I know I'm late to the party, but I finally got a chance to run Into the Odd.
Into the Odd frustrates me in that every rule seems obvious in a way that is vaguely insulting, but presented with the sincerity of my grandmother trying to describe to me whatever strange new gadget she recently saw at the store, which makes it very hard for me not to like it. It aligns with my aesthetic sensibilities, but reminds me of times when a loved one would stay over and I couldn’t get a moment’s peace, even when peace was less desirable than their company. It seems the closer I get to my ONE PERFECT RPG, the more despondent I’ll become to the point where quotes falsely attributed to Buddha will no longer raise my spirits.
Not everything here is a completely new idea, but we get a lot of smart concepts packaged in a digestible way without any kind of nefarious pretense or edge. The book is usable, with setting taking up a minimal amount of real estate, with the bulk of detail laced into the starting equipment table. There’s no sections defining role-playing, and nothing about how the game itself is different (which it doesn’t need because it simply is).

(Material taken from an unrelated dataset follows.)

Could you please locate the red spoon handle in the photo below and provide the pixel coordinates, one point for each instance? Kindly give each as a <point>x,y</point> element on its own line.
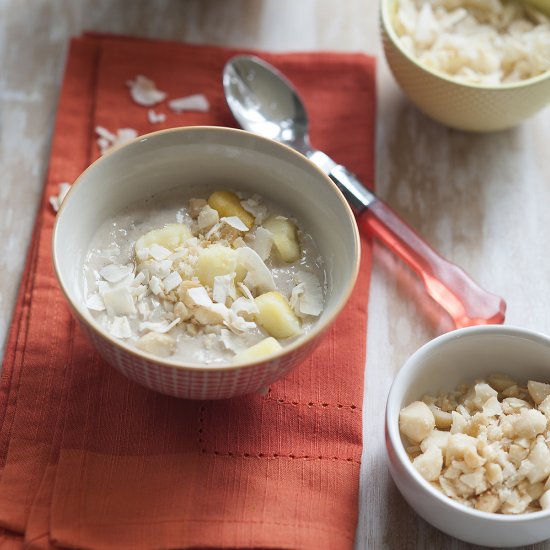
<point>465,301</point>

There lack of to-hit rolls jumped out at me considering how old-school the game feels otherwise. Players only roll damage, and my players can’t decide if they like it or not. I’m fine with this. I sometimes feel like knee-jerk reaction blog/forum posts have become the dialect of the RPG proletariat, and I was proud of my friends for engaging the game with an open mind. It would have been really easy to dismiss the rule outright, or (almost worse) embrace it without thought.
The saving throws work because the values are liquid, and because they’re only intended to be used in response to the world. I despise d20 roll under with 3-18 ability scores for aesthetic reasons, but in ItO your numbers are less about who you are and more about what is happening. Those numbers are on your sheet because they have to be, but they only play a small part in what measures the worth of your character. Your Strength might be 18 right now, but it could just as easily be 1 by the time you make it to the next room. In the same vein, you can choose to define yourself by your stuff, but at the end of the day even your most fantastical artifact is a thing that can be broken or lost.

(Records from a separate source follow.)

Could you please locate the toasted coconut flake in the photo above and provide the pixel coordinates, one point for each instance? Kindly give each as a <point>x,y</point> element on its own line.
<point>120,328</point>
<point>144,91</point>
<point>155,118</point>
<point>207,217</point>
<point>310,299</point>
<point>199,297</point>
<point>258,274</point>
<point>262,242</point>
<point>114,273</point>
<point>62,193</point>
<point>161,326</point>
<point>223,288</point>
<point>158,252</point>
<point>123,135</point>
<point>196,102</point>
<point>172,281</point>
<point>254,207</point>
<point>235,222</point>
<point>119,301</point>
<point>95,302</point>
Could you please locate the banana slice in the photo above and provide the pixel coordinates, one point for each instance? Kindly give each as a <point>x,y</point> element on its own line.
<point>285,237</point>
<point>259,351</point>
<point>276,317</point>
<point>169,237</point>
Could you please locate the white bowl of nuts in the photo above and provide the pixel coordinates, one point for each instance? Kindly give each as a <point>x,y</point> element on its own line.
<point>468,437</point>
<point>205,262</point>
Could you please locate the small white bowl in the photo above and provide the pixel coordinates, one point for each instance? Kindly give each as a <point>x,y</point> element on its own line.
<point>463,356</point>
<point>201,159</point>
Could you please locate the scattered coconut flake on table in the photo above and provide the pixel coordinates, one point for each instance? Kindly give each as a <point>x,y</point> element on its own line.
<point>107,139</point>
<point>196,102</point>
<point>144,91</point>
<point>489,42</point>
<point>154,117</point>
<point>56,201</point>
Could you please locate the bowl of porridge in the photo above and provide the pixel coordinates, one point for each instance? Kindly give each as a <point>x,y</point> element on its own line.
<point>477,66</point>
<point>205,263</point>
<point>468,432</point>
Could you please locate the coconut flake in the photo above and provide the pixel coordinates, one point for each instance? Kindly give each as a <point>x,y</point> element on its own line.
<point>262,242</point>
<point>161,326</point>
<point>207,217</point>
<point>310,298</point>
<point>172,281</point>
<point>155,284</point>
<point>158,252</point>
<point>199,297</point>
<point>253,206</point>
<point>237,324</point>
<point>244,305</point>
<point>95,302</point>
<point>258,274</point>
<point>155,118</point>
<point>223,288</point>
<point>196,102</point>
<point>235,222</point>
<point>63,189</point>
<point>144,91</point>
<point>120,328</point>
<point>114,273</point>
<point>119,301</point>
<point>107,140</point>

My Bastion was designed with the aid of Vornheim, MS Paint, and a healthy amount of overthinking. The streets are littered with bums, wild animals, raccoons in trench coats, and nerds dressed up as elves. Miles and Poco wake up in their single room apartment in the slums, elbow to knee with their seven other roommates every day. Nobody’s hiring, student loan payments are through the roof, and the only prospects are out there where the Odd things are.
I ran the example dungeon included in the book, but instead of using some fishing town, I decided that Bastion was so unthinkably huge that an entire section of the city could sink into the water and nothing could be done about it. The players traversed the murky drowned quarter in wooden bathtubs. The dungeon went well, with the players triggering absolutely every trap, despite complaining about their low HP and the constant danger they were in.

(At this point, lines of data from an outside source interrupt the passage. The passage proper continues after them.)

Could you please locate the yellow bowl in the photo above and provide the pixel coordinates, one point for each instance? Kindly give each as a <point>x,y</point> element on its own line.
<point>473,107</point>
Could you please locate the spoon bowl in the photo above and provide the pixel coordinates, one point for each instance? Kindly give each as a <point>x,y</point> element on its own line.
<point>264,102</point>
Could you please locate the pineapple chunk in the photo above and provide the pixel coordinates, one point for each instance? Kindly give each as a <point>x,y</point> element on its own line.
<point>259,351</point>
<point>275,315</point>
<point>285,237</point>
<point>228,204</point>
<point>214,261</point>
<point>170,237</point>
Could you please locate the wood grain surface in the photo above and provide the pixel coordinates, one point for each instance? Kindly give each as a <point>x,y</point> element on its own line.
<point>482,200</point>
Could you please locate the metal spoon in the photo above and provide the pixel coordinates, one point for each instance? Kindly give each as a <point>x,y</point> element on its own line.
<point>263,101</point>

Note: one thing I love about saving throws is that people want to dip their toe in—to properly fuck up and see if they can make it out in one piece. I think the game understands that, and the dice system ensures that the probability of success or failure is always evident.
If it seems Odd that I’m writing about a game that came out years ago I must state that, in my defense, I am relatively new to this hobby. I wish I had more to say at the moment, but after only one session I’m still on the fence. I won’t say I’m in love yet. It’s more like a little crush.